Visualization is right at the heart of my own work too.
I teach Global Health, and I know
having the data is not enough.
I have to show it in ways people
both enjoy and understand.
Now I'm going to try something I've never done
before, animating the data in real space,
with a bit of technical assistance from the crew.
So here we go, first an axis for health,
life expectancy from 25 years to 75 years.
And down here an axis for wealth,
income per person 400, 4,000, and $40,000.
So down here is poor and sick,
and up here is rich and healthy.
Now I'm going to show you
the world 200 years ago, in 1810.
Here come all the countries Europe brown,
Asia red, Middle East green,
Africa South of the Sahara blue,
and the Americas yellow.
And the size of the country bubble
show the size of the population.
And in 1810 it was pretty
crowded down there, wasn't it?
All countries were sick and poor, life
expectancy were below 40 in all countries.
And only the UK and the Netherlands
were slightly better off, but not much.
And now, why start the world.
The Industrial Revolution makes countries in
Europe and elsewhere move away from the rest.
But the colonized countries in Asia and
Africa, they are stuck down there.
And eventually the Western countries
get healthier and healthier.
And now we slow down, to show
the impact of the First World War,
and the Spanish flu epidemic, what a catastrophe.
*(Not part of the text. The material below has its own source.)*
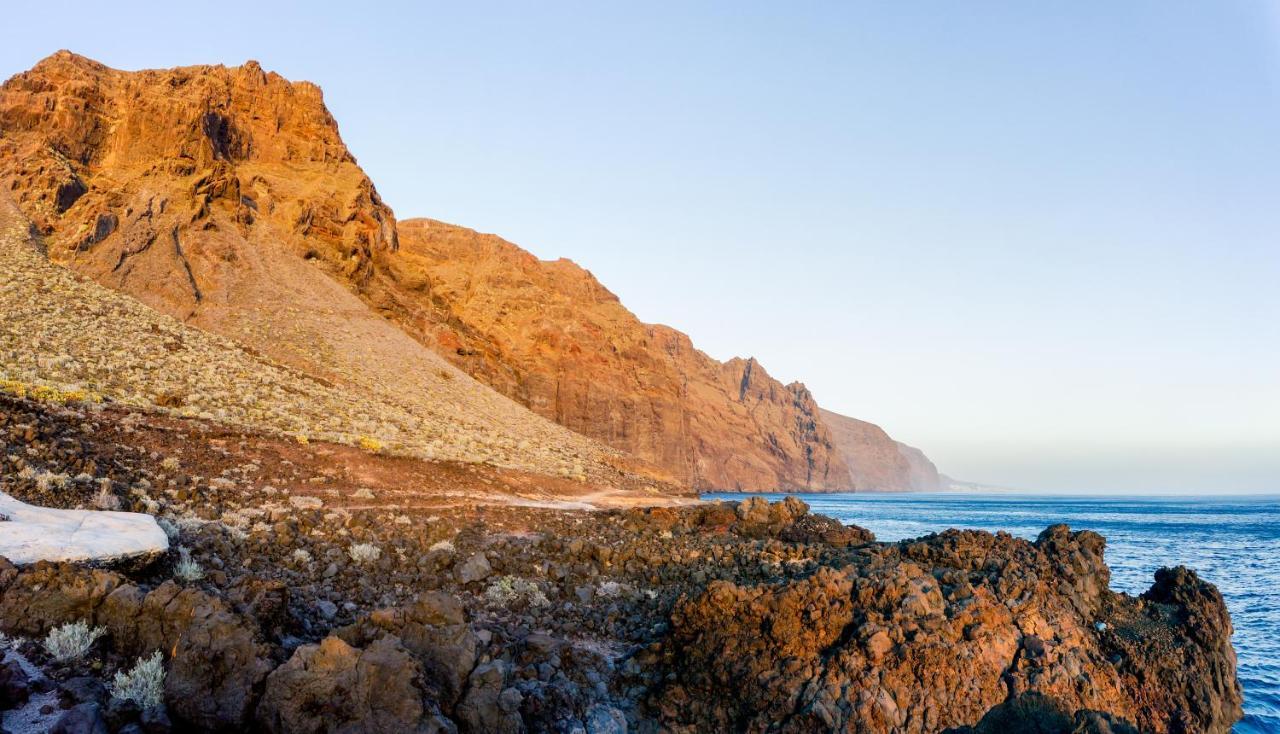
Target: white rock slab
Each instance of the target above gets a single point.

And now I speed up through the 1920s and the 1930s,
and in spite of the Great Depression,
western countries forge on towards
greater wealth and health.
Japan and some others try to follow,
but most countries stay down here.
Now, after the tragedies of the Second World War,
we stop a bit to look at the world in 1948.
1948 was a great year, the war was over,
Sweden topped the medal table at
the Winter Olympics, and I was born.
But the differences between the countries
of the world was wider than ever.
United States was in the front, Japan
was catching up, Brazil was way behind,
Iran was getting a little richer
from oil, but still had short lives.
And the Asian giants, China,
India, Pakistan, Bangladesh and
Indonesia, they were still poor and sick down here.
But look what is about to happen, here we go again.
In my lifetime former colonies gained independence and
then finally they started to get
healthier and healthier and healthier.
And in the 1970s then countries in Asia and
Latin America started to catch
up with the Western countries.
They became the emerging economies,
some in Africa follows, some Africans were
stuck in civil war, and others hit by HIV.
And now, we can see the world today
in the most up-to-date statistics.
Most people today live in the middle,
but there's a huge difference at the same time between
the best off countries and the worst off countries.
And there are huge inequalities within countries.
These bubbles show country
averages, but I can split them.
Take China, I can split it into provinces,
there goes Shanghai.
It has the same wealth and health as Italy today.
And there is the poor inline province
Guizhou, it is like Pakistan,
and if I split it further, the rural
parts are like Ghana in Africa.
And yet despite the enormous disparities today,
we have seen 200 years of remarkable progress,
that huge historical gap between
the west and the rest is now closing.
We have become an entirely new converging world,
and I see a clear trend into the future with
aid, trade, green technology, and peace.
It's fully possible that everyone can
make it to the healthy wealthy corner.
Well what you've just seen in the last few minutes
is a story of 200 countries shown
over 200 years and beyond.
It involved plotting 120,000 numbers, pretty neat uh?